How large is too large? If the autocorrelations did come from a white noise series, then both \(Q\) and \(Q^*\) would have a \(\chi^2\) distribution with \((h - K)\) degrees of freedom, where \(K\) is the number of parameters in the model. If they are calculated from raw data (rather than the residuals from a model), then set \(K=0\).

For the Google stock price example, the naïve model has no parameters, so \(K=0\) in that case also.

# lag=h and fitdf=K
Box.test(res, lag=10, fitdf=0)
#>  Box-Pierce test
#> data:  res
#> X-squared = 11, df = 10, p-value = 0.4

Box.test(res,lag=10, fitdf=0, type="Lj")
#>  Box-Ljung test
#> data:  res
#> X-squared = 11, df = 10, p-value = 0.4

For both \(Q\) and \(Q^*\), the results are not significant (i.e., the \(p\)-values are relatively large). Thus, we can conclude that the residuals are not distinguishable from a white noise series.

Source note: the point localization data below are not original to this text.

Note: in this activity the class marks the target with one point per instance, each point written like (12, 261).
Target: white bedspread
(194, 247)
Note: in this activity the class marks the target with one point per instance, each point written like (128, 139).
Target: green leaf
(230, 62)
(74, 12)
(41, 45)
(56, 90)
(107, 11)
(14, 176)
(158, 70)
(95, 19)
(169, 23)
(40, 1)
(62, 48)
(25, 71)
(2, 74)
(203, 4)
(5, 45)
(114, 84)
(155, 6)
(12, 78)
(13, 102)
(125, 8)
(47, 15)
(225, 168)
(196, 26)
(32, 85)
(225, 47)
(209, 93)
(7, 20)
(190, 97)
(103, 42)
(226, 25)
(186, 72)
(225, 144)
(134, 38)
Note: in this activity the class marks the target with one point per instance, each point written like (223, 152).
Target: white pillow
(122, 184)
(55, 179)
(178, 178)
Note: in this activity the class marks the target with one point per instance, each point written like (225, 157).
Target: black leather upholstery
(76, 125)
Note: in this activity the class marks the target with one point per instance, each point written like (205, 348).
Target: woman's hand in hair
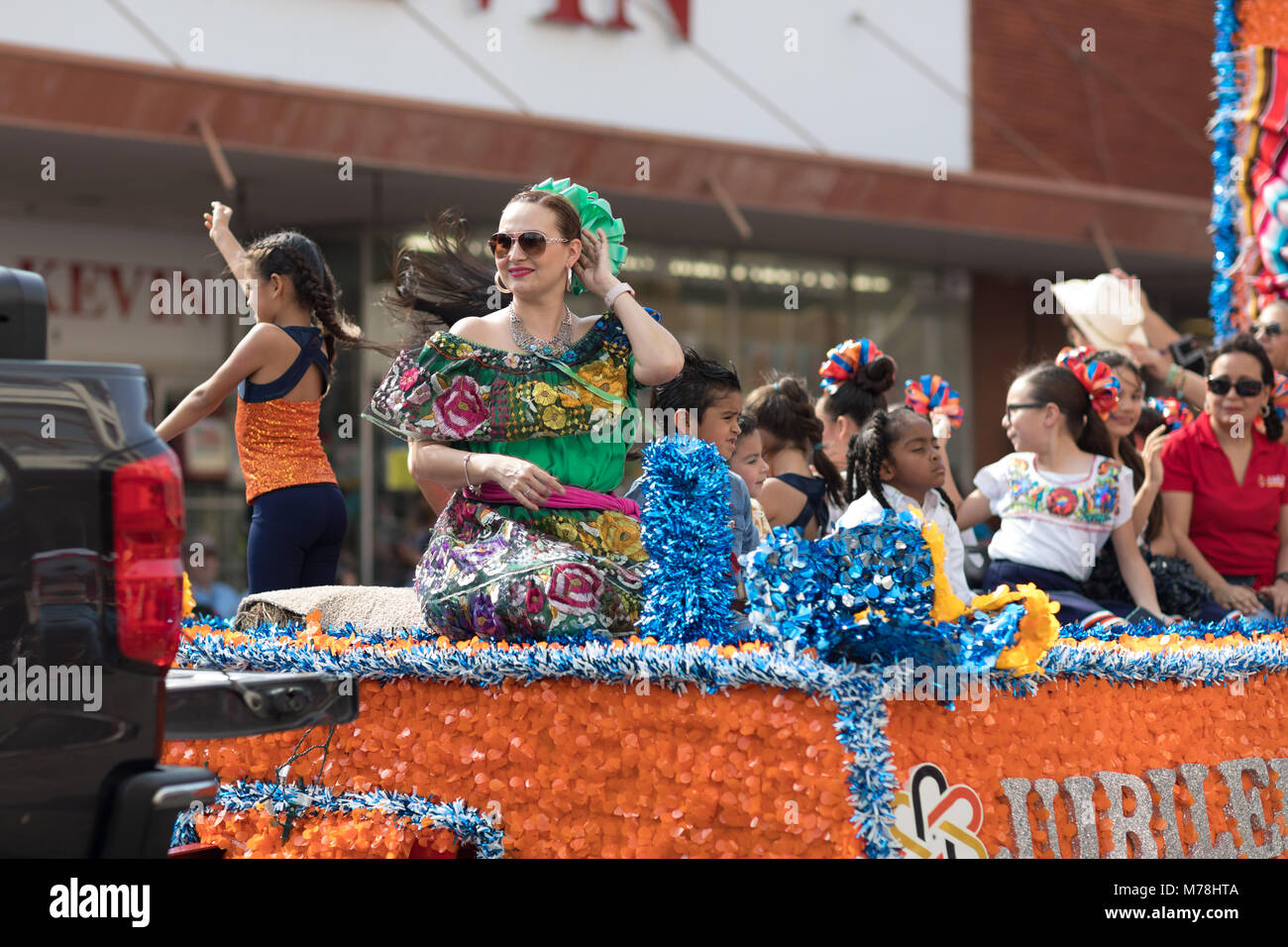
(593, 266)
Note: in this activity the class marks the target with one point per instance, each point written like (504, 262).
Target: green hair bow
(595, 214)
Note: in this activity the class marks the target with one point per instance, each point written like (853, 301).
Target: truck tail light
(147, 521)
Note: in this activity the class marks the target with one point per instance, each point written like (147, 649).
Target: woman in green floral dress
(501, 410)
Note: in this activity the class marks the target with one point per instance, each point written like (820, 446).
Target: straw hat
(1107, 311)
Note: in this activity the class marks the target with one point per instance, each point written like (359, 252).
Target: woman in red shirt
(1224, 488)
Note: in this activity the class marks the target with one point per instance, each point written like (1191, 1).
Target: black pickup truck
(91, 527)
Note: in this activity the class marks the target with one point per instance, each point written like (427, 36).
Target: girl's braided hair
(297, 260)
(871, 447)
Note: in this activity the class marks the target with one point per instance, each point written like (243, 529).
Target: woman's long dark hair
(1047, 381)
(786, 411)
(436, 287)
(297, 260)
(439, 286)
(1127, 447)
(1248, 346)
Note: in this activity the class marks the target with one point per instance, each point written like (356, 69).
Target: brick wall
(1159, 48)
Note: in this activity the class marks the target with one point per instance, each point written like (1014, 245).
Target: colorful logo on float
(934, 819)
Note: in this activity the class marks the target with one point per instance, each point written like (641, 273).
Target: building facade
(790, 175)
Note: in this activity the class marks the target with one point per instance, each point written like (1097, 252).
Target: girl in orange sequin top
(281, 369)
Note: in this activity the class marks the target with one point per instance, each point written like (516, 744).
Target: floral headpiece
(844, 361)
(1096, 377)
(595, 214)
(931, 392)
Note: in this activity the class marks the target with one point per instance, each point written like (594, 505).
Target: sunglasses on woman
(532, 243)
(1245, 388)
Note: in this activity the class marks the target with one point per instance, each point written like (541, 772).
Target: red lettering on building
(571, 12)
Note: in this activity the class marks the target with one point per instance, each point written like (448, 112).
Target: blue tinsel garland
(1225, 195)
(467, 823)
(684, 519)
(858, 689)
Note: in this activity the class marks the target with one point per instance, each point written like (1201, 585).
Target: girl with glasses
(511, 410)
(1061, 495)
(1224, 484)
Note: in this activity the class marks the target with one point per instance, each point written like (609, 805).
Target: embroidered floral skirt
(546, 577)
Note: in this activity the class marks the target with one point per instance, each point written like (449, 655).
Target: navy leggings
(1060, 587)
(295, 538)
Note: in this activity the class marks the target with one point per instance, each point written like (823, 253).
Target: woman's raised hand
(522, 479)
(1151, 453)
(593, 266)
(217, 219)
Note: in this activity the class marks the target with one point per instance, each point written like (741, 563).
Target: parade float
(857, 709)
(861, 710)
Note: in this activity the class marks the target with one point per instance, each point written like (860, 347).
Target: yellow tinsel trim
(189, 603)
(947, 607)
(1038, 631)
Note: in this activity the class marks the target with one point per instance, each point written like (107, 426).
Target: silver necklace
(542, 347)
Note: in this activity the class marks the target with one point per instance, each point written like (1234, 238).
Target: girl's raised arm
(217, 222)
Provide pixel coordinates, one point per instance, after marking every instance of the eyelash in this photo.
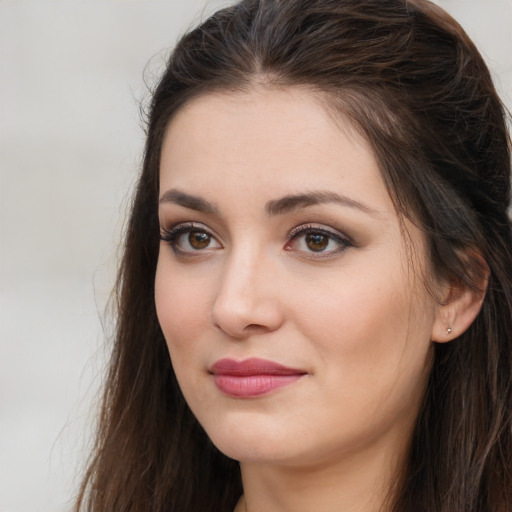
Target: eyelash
(303, 230)
(172, 235)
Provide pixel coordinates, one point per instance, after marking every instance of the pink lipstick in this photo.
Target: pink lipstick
(252, 378)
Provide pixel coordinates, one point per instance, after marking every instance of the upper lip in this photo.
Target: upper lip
(252, 366)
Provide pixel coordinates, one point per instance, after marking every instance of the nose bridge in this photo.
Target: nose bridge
(247, 299)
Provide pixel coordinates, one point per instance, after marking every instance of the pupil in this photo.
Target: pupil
(198, 240)
(316, 242)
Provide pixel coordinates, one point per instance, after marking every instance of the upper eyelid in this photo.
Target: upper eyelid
(304, 228)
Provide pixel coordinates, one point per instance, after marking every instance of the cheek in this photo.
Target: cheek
(182, 305)
(370, 334)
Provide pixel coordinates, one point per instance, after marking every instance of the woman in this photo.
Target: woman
(320, 241)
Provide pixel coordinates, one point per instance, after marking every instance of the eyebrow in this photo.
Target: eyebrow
(294, 202)
(274, 207)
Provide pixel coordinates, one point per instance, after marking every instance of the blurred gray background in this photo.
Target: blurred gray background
(71, 81)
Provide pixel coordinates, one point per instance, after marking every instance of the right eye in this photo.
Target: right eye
(189, 238)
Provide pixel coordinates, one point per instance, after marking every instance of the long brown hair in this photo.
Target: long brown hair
(416, 87)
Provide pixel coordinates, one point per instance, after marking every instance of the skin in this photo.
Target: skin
(356, 317)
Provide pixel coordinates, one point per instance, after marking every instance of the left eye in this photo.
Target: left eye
(316, 240)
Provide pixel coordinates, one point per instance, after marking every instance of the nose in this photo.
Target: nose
(247, 301)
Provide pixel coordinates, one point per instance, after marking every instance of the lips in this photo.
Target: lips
(252, 378)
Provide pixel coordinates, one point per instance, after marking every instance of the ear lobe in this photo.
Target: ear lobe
(461, 306)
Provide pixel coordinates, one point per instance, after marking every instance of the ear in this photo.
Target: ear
(461, 304)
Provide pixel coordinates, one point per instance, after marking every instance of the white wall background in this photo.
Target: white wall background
(70, 145)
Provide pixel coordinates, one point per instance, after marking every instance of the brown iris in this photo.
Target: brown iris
(316, 241)
(199, 239)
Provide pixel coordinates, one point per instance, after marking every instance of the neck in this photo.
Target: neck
(362, 483)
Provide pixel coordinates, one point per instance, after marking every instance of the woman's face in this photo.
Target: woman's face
(294, 311)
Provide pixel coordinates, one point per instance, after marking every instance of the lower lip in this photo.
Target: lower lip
(253, 386)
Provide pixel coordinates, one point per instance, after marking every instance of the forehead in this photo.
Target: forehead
(277, 138)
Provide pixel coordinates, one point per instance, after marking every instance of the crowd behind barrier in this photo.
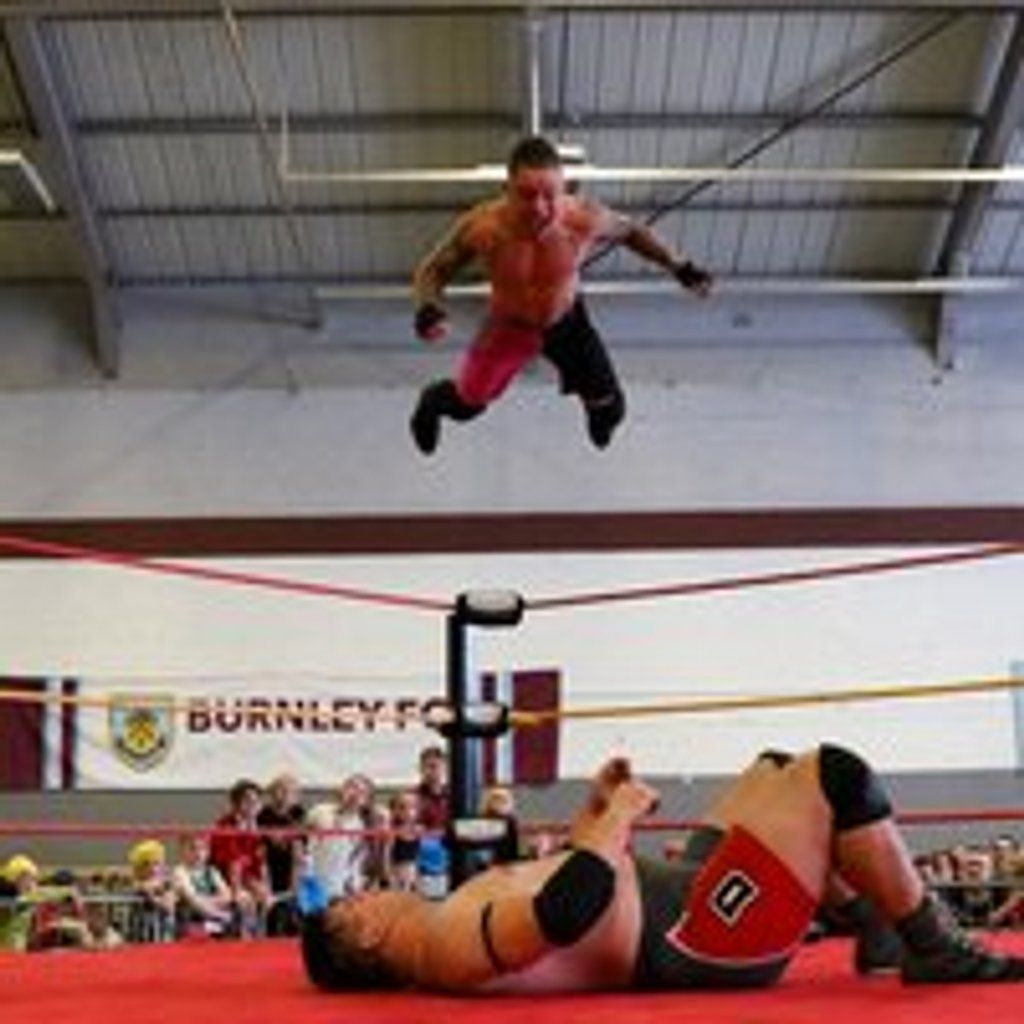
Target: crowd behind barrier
(269, 858)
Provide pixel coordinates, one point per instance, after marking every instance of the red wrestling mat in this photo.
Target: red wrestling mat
(256, 982)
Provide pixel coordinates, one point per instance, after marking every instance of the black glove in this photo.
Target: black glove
(692, 276)
(428, 317)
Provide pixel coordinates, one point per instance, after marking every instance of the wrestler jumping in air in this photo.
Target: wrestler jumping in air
(531, 242)
(732, 913)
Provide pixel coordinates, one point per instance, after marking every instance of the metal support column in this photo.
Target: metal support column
(532, 88)
(488, 609)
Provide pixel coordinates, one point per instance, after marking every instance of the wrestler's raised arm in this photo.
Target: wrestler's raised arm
(640, 239)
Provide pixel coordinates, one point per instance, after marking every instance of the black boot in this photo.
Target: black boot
(603, 415)
(939, 951)
(878, 946)
(437, 399)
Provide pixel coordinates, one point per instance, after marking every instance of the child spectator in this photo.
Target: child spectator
(238, 851)
(40, 916)
(432, 788)
(401, 849)
(155, 919)
(344, 863)
(282, 810)
(205, 902)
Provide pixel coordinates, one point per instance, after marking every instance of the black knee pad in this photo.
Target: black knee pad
(603, 415)
(852, 788)
(778, 758)
(574, 897)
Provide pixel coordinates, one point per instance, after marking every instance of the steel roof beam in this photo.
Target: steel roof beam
(991, 148)
(161, 8)
(59, 150)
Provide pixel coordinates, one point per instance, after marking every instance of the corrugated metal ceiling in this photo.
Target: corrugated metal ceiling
(159, 119)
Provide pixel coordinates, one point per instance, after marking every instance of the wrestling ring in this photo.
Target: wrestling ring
(263, 980)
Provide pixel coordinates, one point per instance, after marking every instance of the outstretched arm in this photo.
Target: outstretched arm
(641, 240)
(638, 238)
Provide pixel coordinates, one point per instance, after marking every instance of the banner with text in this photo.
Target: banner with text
(163, 737)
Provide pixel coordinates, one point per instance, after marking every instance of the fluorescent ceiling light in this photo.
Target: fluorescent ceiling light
(28, 189)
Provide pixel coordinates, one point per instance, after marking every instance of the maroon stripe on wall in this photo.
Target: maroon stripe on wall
(528, 531)
(535, 751)
(22, 738)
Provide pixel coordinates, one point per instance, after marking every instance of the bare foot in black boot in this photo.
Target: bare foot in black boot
(939, 951)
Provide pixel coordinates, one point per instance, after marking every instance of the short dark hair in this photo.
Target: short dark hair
(241, 790)
(338, 966)
(532, 151)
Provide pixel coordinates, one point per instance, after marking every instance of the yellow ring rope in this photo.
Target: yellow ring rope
(532, 719)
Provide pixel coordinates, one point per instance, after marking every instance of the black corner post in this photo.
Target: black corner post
(488, 609)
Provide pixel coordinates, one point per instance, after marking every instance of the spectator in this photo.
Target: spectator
(155, 920)
(100, 933)
(282, 810)
(499, 802)
(976, 895)
(432, 788)
(401, 849)
(344, 863)
(1010, 912)
(205, 902)
(238, 851)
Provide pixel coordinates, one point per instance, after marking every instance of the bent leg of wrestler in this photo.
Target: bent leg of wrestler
(497, 354)
(878, 946)
(503, 924)
(585, 368)
(871, 857)
(436, 400)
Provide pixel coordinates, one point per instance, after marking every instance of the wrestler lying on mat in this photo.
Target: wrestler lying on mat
(788, 834)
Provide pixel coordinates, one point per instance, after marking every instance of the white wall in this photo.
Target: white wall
(845, 412)
(927, 626)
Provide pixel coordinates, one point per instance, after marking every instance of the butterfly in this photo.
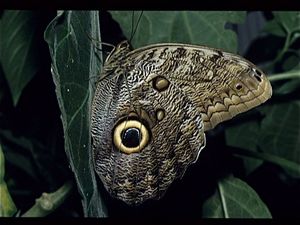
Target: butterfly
(153, 105)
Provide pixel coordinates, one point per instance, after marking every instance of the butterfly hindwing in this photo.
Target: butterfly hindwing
(151, 109)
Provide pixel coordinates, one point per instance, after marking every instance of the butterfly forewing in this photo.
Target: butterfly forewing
(152, 107)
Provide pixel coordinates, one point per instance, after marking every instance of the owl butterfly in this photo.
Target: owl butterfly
(152, 106)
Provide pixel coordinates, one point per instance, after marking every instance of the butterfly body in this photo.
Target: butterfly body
(152, 106)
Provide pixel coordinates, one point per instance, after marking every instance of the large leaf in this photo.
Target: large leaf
(7, 205)
(284, 23)
(234, 199)
(18, 51)
(74, 61)
(203, 28)
(278, 134)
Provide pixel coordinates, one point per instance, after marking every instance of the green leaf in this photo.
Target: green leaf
(283, 23)
(235, 136)
(7, 205)
(203, 28)
(19, 58)
(234, 199)
(73, 62)
(280, 132)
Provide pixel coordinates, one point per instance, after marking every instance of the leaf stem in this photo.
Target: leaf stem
(267, 157)
(282, 76)
(47, 203)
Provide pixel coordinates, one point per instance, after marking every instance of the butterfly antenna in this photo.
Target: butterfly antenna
(100, 42)
(132, 25)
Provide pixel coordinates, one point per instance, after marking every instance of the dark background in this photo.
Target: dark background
(43, 166)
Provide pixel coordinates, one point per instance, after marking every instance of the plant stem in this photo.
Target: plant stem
(47, 203)
(267, 157)
(282, 76)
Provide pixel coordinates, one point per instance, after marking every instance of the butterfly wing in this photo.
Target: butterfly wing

All of these methods for checking residuals are conveniently packaged into one R function checkresiduals(), which will produce a time plot, ACF plot and histogram of the residuals (with an overlaid normal distribution for comparison), and do a Ljung-Box test with the correct degrees of freedom.


#>  Ljung-Box test
#> data:  Residuals from Naive method
#> Q* = 11, df = 10, p-value = 0.4
#> Model df: 0.   Total lags used: 10